Any accommodation with four walls and a roof had to be a step up from sleeping on the ground, right?

No. And Bib’s backpacker hostel proved it.

Bib’s is located in St. Lucia, a coastal part of South Africa that is laced with marshes and wetlands. It’s the kind of place that begs the question, “Is that a log or a crocodile near my leg?” And the answer is almost always crocodile.

Yeah, that one’s a crocodile.

 

Hippos are also known to roam the streets, but you do not get them confused with logs. Or anything else.

He looks hungry. I might even say hungry, hungry.

 

The city of St. Lucia itself is overgrown and weathered. It reminded me of the little towns in Florida that used to be resort hotspots — formerly posh, now just mildewy buildings populated by weird old people who keep pet alligators.

In keeping with the overall theme of mold, the hostel had damp, saggy mattresses and wood walls that never quite seemed to stand upright. My friends and I didn’t care, though. We were scrappy and tough! We slept on dirt! We used bushes for toilet paper!

We were, however, dismayed when the front desk clerk told us the internet wasn’t working. We might not need toilet paper, but wifi was necessary.

“That’s not part of the deal,” the clerk sneered. “What made you think we even have internet?”

My friend, P, pointed at the big sign in front of the hostel. “Your sign says, ‘International Hostel and Internet Cafe.’”

The clerk just shook her head and pointed us to an internet cafe down the road.

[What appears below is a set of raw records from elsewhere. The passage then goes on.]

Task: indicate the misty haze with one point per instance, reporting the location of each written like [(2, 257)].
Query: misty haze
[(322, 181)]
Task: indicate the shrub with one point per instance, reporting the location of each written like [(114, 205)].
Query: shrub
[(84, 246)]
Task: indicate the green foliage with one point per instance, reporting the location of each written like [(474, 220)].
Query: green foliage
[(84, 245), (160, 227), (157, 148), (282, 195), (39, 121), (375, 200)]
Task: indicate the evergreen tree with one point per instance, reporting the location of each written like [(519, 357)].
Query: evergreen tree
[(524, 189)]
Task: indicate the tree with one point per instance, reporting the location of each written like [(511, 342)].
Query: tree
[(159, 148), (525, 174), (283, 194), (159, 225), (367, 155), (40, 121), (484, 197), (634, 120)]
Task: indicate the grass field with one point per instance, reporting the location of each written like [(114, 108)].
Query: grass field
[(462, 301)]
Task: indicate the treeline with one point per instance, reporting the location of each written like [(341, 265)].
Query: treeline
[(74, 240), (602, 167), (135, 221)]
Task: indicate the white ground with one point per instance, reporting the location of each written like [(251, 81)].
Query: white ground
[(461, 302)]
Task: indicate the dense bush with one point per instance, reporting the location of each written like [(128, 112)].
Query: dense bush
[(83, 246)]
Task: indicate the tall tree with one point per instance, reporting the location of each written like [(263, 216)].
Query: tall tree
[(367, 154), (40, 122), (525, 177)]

Along the way, my friends and I passed boarded-up surf shops, neglected cafes, dank little bars and dilapidated discotheques. It was early evening, and we were tired and cranky. After a month of near-freezing temperatures, suddenly we were slick with sweat and buckling under the humidity of the wetlands. We desperately needed to cheer ourselves up.

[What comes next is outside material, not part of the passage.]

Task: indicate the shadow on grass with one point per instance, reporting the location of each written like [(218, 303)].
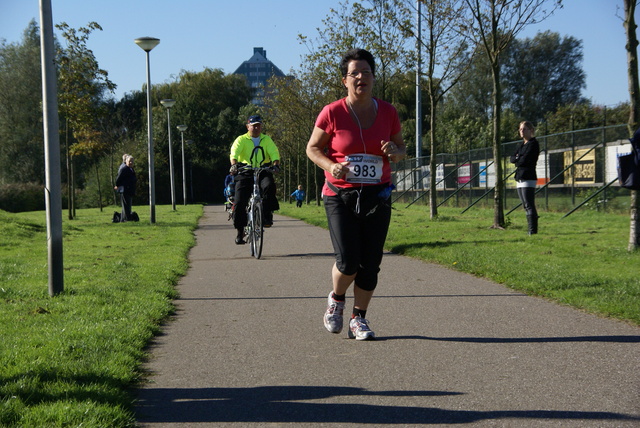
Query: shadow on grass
[(285, 404)]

That’s when we came to a consensus — this was the town where we would get our party on.

We had all been so good for a month, carefully watching our minimal backpacker budgets and avoiding all bars and nightlife. Not that there’s much wild nightlife in Kruger National Park, unless you count a lioness eating a zebra.

We deserved this, and St. Lucia was the spot. We were going to slip out of our hefty backpacks, unzip our convertible hiking khakis into shorts and let our dirty, knotted hair down. We were going to get crunk.

First stop: A random, dumpy bar that advertised a fish bowl of alcohol.

The bartender ran out of fishbowls, so he used a bucket instead.

 

“What’s in it?” I asked the bartender.

“Do you care?” he said.

Excellent question. I did not.

I think it had algae.

 

By the bottom of the bowl, I had forced the bartender to play Die Antwoord on my iPod and berated other bar patrons for not knowing this South African rap group.

Second stop: A ramshackle nightclub with a band that played terrible cover songs. Was that REO Speedwagon? Or the sounds of a dying wildebeest? I’ll never know. We danced anyway.

This nightclub is also where sloshed, aging Afrikaners felt comfortable enough to grab us. They gyrated with tight denim pants against us and bragged about their boerewors.

My friends and I were just about to leave when we were saved by a handful of young university students. The guys said it was so-and-so’s birthday, they were having after-hours at their rental place, blah blah. You know how these things go.

Third stop: We ended up back at the guys’ vacation rental.

Some dude. Some drinks.

 

They blasted some Akon and gave us drinks with no ice. My friend, D, ended up in her underwear in the pool. Some other people did too. I think there was some kind of accident involving a wet passport.

Inside the apartment, one of the young men decided to play mixologist and crafted a specialty shot called “Shitbucket.” It involved leaning one’s head back and pouring a combination of questionable liquor down one’s throat. It also involved several people chanting “Shit-BUCKET! Shit-BUCKET! Shit-BUCKET!”

This right here is everything my mother ever warned me about.

 

No, wait. THIS is.

 

It tasted like root beer that had been freshly made from actual roots. Dirt and all.

After that, I had two more.

Final stop: We made it back to the hostel. The bars had long closed, but the hostel’s party was just getting started. And by that, I mean the owner was handing out free beer to girls and wearing a thong Speedo. To this day, I don’t remember if he was actually in a thong Speedo, or if I just remember him as the type to chillax at his place of business in a thong Speedo.